Langs de drukke verkeersweg van de N-1 moeten we dan verder klimmen naar Santa Luzia. Op de routekaart staat dat daar een café is, dus daar willen we een kop koffie gaan drinken. In het dorp aangekomen, zien we op afstand al dat het café gesloten is. Maar verderop – buiten de route – zien we een benzinestation aan beide zijden van de doorgaande verkeersweg. Wellicht dat we daar ook koffie kunnen drinken, dus we wagen het erop, en lopen verder langs de weg. En dat blijkt een goede keus te zijn, want dit benzinestation heeft ook een café voor passerende chauffeurs. Hier nemen we een rustpauze met een grote kop zwarte koffie en een fles koud water.
Daarna lopen we weer terug langs de weg naar de plaats waar de route verder gaat, op de plaats waar een kerkje staat. De kerkdeur staat open, dus we gaan naar binnen. Een man is bezig om de kaarsen in de kerk op te stellen. Hij groet ons en wenst ons een goed vervolg van onze pelgrimage.

Door geurig Eucalyptusbos
We zetten onze lichte klim nu verder voort door een heerlijke geurend Eucalyptus-bos. We wandelen hier over een mooi breed zandpad.
Hier en daar zien we in de berm langs het bospad bulten zand liggen. In het zand zitten veel steentjes. Als de regen op deze bulten valt, spoelt het zand rond de grindstenen weg, en blijven de grindstenen op de toppen van de smalle zandpijlertjes liggen. Daardoor ontstaat een prachtig patroon met vertikale lijnen van wit grind op lichtgekleurd zandkolommen.

Tijd van Pasen in Mala
Het mooie bospad komt uit op een asfaltweg, die we vervolgen tot aan de rand van de bebouwde kom van het dorpje Mala.
Hier en daar staan prachtig bloeiende struiken in de tuinen van de woningen langs de dorpsstraat.
De deur van de dorpskerk staat op een kier, dus we kijken even binnen. In het koor van de kerk zijn twee vrouwen aan het werk om de kerk van binnen schoon te maken. Wellicht zijn dat de laatste voorbereidingen voor het komende Paasfeest van morgen.
Eén van de schoonmaaksters spreekt tamelijk goed Engels, en ze vraagt ons of we ook een stempel van de kerk willen hebben in onze pelgrimspaspoorten.
Dat willen we zeker graag, dus ze gaat naar de ruimte naast te kerkzaal, en komt terug met het kerkstempel, en zegt dat we dat zelf kunnen afdrukken in onze credentials. Dat doen we graag.
Ze vertelt dat iets verderop in het dorp een café is, dus als we iets willen drinken, zou dat daar kunnen. Ik vertel de vrouw dat wij op het houten bankje vóór de kerk plaatsnemen, omdat we daar even willen rusten en een broodje gaan eten. Dan vraagt ze of ze voor ons wellicht drinken uit het café kan halen. We bedanken haar voor haar vriendelijke aanbod, en vertellen dat we genoeg drinken bij ons hebben in onze rugzakken. We bedanken en groeten de beide gastvrije dames en lunchen in de schaduw op het bankje vóór de kerk.  
Naast ons in de buitenvitrine aan de muur hangt een poster met de kerkdiensten van de parochie, voor deze periode van Pasen, voor ‘Semana Santa’. Op de poster de afbeelding van de verwonde Jezus, ziende op het houten kruis. Goede Vrijdag, Stille Zaterdag (vandaag) en Pasen ten voeten uit.

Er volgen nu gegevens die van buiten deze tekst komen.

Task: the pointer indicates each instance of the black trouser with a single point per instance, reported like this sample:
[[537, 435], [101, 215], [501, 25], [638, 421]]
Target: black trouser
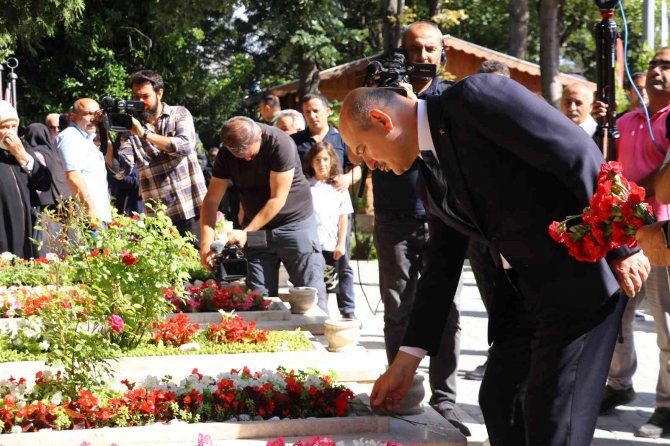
[[400, 239], [543, 384]]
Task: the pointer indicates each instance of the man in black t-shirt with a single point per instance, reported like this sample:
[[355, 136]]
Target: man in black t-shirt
[[263, 163]]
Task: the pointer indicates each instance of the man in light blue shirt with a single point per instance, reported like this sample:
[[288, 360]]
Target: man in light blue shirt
[[84, 162]]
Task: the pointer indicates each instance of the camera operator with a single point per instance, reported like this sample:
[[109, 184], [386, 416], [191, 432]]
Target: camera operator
[[263, 163], [169, 172], [401, 237], [84, 163]]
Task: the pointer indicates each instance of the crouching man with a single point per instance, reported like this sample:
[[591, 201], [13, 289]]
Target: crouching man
[[263, 163]]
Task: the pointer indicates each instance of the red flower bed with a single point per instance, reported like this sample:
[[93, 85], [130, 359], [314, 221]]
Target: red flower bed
[[210, 297], [197, 398]]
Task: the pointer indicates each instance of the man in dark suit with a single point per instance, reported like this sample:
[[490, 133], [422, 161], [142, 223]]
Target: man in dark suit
[[500, 165]]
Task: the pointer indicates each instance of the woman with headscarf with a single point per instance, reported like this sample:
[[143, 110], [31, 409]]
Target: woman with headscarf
[[20, 173], [38, 138]]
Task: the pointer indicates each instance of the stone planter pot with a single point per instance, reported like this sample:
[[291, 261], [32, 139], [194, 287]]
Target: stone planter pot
[[301, 299], [411, 402], [341, 334]]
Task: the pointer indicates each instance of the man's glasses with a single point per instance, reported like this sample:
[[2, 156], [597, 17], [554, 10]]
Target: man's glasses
[[659, 63], [87, 113]]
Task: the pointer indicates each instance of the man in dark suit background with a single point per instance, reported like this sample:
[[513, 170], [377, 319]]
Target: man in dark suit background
[[500, 165]]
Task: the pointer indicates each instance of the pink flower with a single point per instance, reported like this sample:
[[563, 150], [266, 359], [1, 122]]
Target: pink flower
[[205, 440], [116, 322], [129, 259]]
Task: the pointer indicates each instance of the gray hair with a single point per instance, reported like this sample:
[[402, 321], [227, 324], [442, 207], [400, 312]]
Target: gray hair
[[238, 134], [295, 115], [360, 105]]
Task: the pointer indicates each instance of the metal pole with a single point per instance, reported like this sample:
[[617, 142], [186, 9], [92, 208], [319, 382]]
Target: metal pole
[[664, 23], [649, 28], [606, 33], [12, 63]]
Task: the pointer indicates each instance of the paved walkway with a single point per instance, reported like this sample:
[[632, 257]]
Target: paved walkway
[[613, 430]]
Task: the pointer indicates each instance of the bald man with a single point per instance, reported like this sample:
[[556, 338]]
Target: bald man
[[576, 105], [84, 163], [508, 159]]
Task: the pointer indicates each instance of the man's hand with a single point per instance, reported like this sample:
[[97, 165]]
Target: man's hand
[[341, 182], [339, 251], [137, 129], [14, 146], [631, 272], [237, 237], [392, 386], [652, 241], [206, 256]]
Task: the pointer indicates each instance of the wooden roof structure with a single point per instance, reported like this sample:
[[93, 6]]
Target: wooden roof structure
[[463, 59]]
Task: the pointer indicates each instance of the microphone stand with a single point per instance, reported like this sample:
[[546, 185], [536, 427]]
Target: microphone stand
[[606, 33]]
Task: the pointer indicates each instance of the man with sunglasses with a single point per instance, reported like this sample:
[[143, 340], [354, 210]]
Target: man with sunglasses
[[642, 160], [84, 163]]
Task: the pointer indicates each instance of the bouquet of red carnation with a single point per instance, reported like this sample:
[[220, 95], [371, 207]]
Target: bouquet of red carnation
[[615, 212]]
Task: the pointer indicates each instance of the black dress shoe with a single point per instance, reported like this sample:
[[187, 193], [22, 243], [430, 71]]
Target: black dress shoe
[[615, 397], [450, 415], [352, 316], [478, 373]]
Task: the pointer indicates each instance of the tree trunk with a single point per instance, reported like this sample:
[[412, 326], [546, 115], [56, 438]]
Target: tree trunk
[[435, 7], [549, 51], [392, 24], [309, 78], [518, 27]]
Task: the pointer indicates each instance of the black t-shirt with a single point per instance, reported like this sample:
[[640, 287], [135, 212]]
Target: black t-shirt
[[397, 193], [252, 178]]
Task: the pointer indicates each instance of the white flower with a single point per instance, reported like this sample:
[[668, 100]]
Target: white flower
[[190, 346], [57, 398]]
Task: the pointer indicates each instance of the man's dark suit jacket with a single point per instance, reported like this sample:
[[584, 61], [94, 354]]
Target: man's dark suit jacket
[[513, 164]]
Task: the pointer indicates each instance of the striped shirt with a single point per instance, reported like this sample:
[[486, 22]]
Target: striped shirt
[[174, 177]]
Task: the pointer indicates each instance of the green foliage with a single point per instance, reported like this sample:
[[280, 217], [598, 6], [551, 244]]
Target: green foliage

Door Lendiosa en Vimieira naar Mealhada
Het volgende dorpje dat we doorkruisen, is Lendiosa.
Daarna volgt het dorpje Vimieira.
Waar de bebouwing van Vimieira over gaat in het open veld, staat een groot informatiebord van de pelgrimsherberg in Mealhada. We besluiten naar deze refugio door te lopen, die net voorbij de bebouwde kom van het volgende dorp – Mealhada – ligt. Volgens het infobord is het vanaf hier nog 4,5 kilometer.
Dan volgt een mooi smal veldpad door een heuvelachtig gebied. Verderop zie ik een man met een tractor rijden.
Zijn aanhanger is volgeladen met boomstammen en dikke takken.
Langs het pad staan lage druivenstruiken en olijfbomen.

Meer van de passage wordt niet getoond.